I'm going to split this review into two parts. The first part will be for people who have not read the original graphic novels, and will be very positive. The second part will be an addendum for people who have read the graphic novels, and will begin with the word "but."
Ok, part the first. Scott Pilgrim vs The World is a comedy about teen comedies. Essentially, Scott Pilgrim is a charming geeky slacker who basically thinks the world is a movie starring himself. He dates, he slacks, he plays in a band. Soon enough he meets a girl who he really likes called Ramona Flowers, who's a new girl in town, and the two attempt to form a relationship despite the fact that she's got a lot of baggage from old relationships, and he really needs to grow up and stop being self-centred. And, if written and directed by John Hughes, it'd probably be a lot like Pretty In Pink.
However, this is that story told through the psychotically pop-culture obsessed allegorical lens of a cartoonist called Bryan Lee O'Malley, and this means that when Scott is measured up to one of her exes, that really means that he has to fight a video game style boss battle against them, her seven exes forming The League of Evil Exes. And hence, rather than a drippy film with Molly Ringwald in it, it's awesome knockabout fun. And of course, this already pretty bananas story is then passed through the psychotically pop-culture obsessed allegorical lens of the director, Edgar Wright, co-creator of Spaced and Shaun of the Dead, and hence, that lunacy is pretty much magnified. Right from the start when the movie is about to start, the Universal logo comes up, and is presented in 16 bit graphics style with accompanying 16 bit console style music.
...but. (Here comes part 2!) It's the same kind of problem I had with Sin City. When you adapt something, you have two choices essentially; get as close as you can to the original, or go your own way. And if you try to get close, anything not quite right can stick out. And what's not particularly right is the casting. Specifically, I'm afraid, Michael Sera. Now, I am no enemy of Michael Sera. I liked him in Juno, I loved him in Youth In Revolt. But he has a certain persona. He is the likeable, well meaning, nerd, meek and mild. He is the good guy. And that's how he plays Scott Pilgrim. And that's not who Scott Pilgrim is. Scott's an asshole. A likeable asshole who has been coasting on charm for too long, and needs to realise he's not a teenager anymore. That's his story, and I don't think it fits Michael Sera. So there's not really a point where I accepted him in the role.
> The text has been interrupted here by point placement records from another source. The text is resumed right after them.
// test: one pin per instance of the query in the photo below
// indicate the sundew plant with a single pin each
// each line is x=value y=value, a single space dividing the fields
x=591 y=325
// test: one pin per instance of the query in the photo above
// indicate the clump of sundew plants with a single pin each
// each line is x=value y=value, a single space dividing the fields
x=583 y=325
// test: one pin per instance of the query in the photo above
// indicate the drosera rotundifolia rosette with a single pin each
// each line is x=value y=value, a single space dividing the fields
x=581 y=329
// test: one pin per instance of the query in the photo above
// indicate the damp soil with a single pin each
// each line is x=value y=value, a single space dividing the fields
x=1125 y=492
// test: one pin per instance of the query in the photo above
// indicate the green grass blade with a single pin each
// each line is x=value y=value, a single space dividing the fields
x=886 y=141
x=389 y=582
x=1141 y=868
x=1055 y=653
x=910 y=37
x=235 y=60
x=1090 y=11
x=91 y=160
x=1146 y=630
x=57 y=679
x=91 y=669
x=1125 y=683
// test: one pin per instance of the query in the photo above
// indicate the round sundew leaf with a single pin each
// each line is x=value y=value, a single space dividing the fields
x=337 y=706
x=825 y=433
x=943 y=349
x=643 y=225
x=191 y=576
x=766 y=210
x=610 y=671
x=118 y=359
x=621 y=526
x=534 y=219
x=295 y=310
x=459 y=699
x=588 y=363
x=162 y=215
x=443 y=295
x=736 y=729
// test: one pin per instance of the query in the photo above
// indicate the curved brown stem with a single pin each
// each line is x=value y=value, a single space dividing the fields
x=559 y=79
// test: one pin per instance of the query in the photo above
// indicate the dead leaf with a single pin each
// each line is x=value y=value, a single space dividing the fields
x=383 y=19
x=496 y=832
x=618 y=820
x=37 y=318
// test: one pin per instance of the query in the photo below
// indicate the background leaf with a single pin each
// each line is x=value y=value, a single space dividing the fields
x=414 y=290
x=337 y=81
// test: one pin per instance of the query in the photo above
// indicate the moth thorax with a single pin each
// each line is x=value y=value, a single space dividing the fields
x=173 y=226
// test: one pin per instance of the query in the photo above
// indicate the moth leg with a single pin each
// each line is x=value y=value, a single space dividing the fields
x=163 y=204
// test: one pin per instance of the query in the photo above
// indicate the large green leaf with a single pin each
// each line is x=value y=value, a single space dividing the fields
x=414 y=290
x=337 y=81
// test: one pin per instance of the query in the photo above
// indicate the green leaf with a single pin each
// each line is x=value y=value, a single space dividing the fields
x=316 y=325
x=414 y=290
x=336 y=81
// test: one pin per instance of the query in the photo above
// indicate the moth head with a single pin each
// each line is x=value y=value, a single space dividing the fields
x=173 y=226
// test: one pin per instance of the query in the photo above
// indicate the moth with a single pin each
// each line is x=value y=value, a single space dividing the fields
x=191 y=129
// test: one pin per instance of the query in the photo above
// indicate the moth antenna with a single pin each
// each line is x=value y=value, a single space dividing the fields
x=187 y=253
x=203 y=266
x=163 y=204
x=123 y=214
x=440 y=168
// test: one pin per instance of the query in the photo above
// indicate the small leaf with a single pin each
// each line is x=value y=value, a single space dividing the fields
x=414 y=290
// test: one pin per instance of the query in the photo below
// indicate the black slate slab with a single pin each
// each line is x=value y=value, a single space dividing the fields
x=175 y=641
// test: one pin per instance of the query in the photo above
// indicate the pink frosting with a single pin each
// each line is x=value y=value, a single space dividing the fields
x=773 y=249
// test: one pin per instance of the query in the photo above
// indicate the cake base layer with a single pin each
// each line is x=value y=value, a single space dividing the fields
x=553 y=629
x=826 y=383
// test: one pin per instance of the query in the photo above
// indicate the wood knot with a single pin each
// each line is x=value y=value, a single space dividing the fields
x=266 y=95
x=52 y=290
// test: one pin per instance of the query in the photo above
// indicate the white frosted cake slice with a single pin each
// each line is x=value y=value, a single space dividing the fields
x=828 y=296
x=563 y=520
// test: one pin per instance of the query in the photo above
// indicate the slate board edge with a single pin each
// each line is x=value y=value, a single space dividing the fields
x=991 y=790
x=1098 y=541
The other thing that makes me less than thrilled is that the insanity and pop culture references are dialled down, way down. There's a bit in one of the books, for instance, where they break fourth wall, and suddenly one of the characters is talking us, the readers, through the recipe for the dinner the characters are all eating. That's gone, and no attempt is made to similarly play with the format. The original novels are meta-textually thick with references to anime, video games, pop culture, and a lot of that is cut out, which I found odd, since that's something that Edgar Wright did pretty fearlessly in Spaced (i.e. 'here's an episode that's a parody of One Flew Over The Cuckoo's Nest throughout. Didn't see it? Tough.') To see all the obscure stuff dropped for a popular movie was strangely disappointing.
Overall, though, it shouldn't matter. It's still clever, funny, insane, just how it should be.